Jin Fang1, Xiao Zhang2, Xiaoyun Liang2, Feng Huang2, and Shuixing Zhang1
1The First Affiliated Hospital of Jinan University, Guangzhou, China, 2Neusoft Medical Systems Co, Shanghai, China
Synopsis
Keywords: Uterus, Radiomics
Appropriate management and treatment decisions
for cervical cancer depend on accurate staging, but the differentiation between
IIA and IIB by imaging assessment remains difficult. This retrospective study investigated the performance of
intratumoral and peritumoral multi-parameter MRI texture information in
differentiating IIA and IIB using non-invasive radiomics analysis, which was
also compared with clinical factors and imaging assessment by radiologists. Among
all the comparisons, peritumoral-based radiomics
models outperformed the
radiologists and performed the best. This
study offers a viable approach in non-invasively and accurately differentiating
IIA and IIB for cervical cancer based on peritumoral texture information.
Introduction
Appropriate management and treatment decisions
for cervical cancer depends on accurate staging. Surgery is the
first-line treatment for early-stage cervical cancer (IA-IIA), while concurrent
chemoradiothrapy (CCRT) is the standard treatment in locally advanced cervical
cancer (IIB-IV).1 According to the new 2018 FIGO staging, clinicians
usually use preoperative MRI and biopsy to assist the diagnosis and staging of
cervical cancer.2 However, histopathological information can only be obtained through
invasive methods.
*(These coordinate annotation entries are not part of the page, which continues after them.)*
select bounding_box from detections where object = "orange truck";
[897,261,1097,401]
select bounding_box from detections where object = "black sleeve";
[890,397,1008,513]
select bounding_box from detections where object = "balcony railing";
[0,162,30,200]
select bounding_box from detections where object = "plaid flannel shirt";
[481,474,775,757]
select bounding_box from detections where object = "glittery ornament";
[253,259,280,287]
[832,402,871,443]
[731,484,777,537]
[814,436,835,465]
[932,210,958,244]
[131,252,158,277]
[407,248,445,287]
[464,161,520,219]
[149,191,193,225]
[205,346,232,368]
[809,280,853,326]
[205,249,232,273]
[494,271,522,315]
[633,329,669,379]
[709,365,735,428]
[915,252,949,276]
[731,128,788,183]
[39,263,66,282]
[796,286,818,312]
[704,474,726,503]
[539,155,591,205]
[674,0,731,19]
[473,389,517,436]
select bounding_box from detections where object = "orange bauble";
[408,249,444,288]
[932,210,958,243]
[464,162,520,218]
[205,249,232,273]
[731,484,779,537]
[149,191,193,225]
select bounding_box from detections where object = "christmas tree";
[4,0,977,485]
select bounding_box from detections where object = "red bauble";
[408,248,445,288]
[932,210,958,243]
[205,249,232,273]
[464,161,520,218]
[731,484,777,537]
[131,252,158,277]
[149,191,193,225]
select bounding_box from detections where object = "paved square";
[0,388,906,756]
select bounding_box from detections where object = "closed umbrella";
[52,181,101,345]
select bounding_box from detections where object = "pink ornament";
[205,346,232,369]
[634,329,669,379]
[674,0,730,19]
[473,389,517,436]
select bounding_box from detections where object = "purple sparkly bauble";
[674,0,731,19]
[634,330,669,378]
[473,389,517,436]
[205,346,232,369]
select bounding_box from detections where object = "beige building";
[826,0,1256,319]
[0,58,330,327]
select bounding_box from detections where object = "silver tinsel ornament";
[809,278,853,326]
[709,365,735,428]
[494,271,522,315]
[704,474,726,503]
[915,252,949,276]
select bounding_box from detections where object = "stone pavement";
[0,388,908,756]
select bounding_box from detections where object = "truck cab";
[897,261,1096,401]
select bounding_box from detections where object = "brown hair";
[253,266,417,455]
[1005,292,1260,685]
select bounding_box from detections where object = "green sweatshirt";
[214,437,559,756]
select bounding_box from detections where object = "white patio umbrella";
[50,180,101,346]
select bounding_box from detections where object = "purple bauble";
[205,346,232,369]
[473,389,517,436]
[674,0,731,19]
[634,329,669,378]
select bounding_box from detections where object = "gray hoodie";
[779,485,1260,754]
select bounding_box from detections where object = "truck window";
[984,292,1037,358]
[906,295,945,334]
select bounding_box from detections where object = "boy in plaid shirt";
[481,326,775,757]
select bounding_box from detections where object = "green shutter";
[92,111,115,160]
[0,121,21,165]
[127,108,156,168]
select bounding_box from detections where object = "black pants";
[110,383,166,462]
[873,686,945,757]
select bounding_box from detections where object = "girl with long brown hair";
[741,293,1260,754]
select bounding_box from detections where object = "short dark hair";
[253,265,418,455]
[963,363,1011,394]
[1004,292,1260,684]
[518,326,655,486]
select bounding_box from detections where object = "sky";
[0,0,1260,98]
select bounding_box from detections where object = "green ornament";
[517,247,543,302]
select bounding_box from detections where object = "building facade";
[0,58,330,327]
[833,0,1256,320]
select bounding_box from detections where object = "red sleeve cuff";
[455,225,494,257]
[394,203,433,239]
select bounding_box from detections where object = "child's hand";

The excisional biopsy often disrupts the original
microenvironment of the tumor and compromises further pathological findings.3 Meanwhile,
imaging assessments performed by radiologists heavily rely on their clinical
experience, resulting in large subjective variations. Especially, the
differentiation of stages IIA and IIB are nearly unachievable through MRI
images4, which might be addressed by employing radiomics. Radiomics can extract high throughput image
features that shows great potential in diagnosis, response to therapy and prognosis.5 In this
retrospective study, we aimed to explore intratumoral and peritumoral multi-parameter MRI-based radiomics to establish
imaging-based classifiers for distinguishing stage IIA vs.
stage IIB
of cervical cancer.
Methods
Two hundred and eight cases with histologically confirmed
cervical cancer from three institutions (Hospital 1: n = 67; Hospital 2: n =
36; Hospital 3: n = 105) were enrolled in this study. All the cases were
randomly divided into the training cohort (n=145) and the validation cohort
(n=63). The design of this study is shown in Figure 1. Four clinical
factors including age, human papillomavirus, squamous cell carcinoma antigen,
and carcinoma embryonic antigen were collected. Univariate and multivariate
logistic regression analyses were respectively applied to these factors for the
clinical model development. For the multi-parametric MRI acquisition,
diffusion-weighted imaging (DWI), contrast-enhanced T1-weighted, and T2-weighted
imaging were performed. MRI standardization processing including offset
correction, gray level normalization, and resampling of voxels were used to
reduce the gray difference among different manufacturers, imaging protocol, and
patients. Two radiologists (6 and 10 years of experience, respectively)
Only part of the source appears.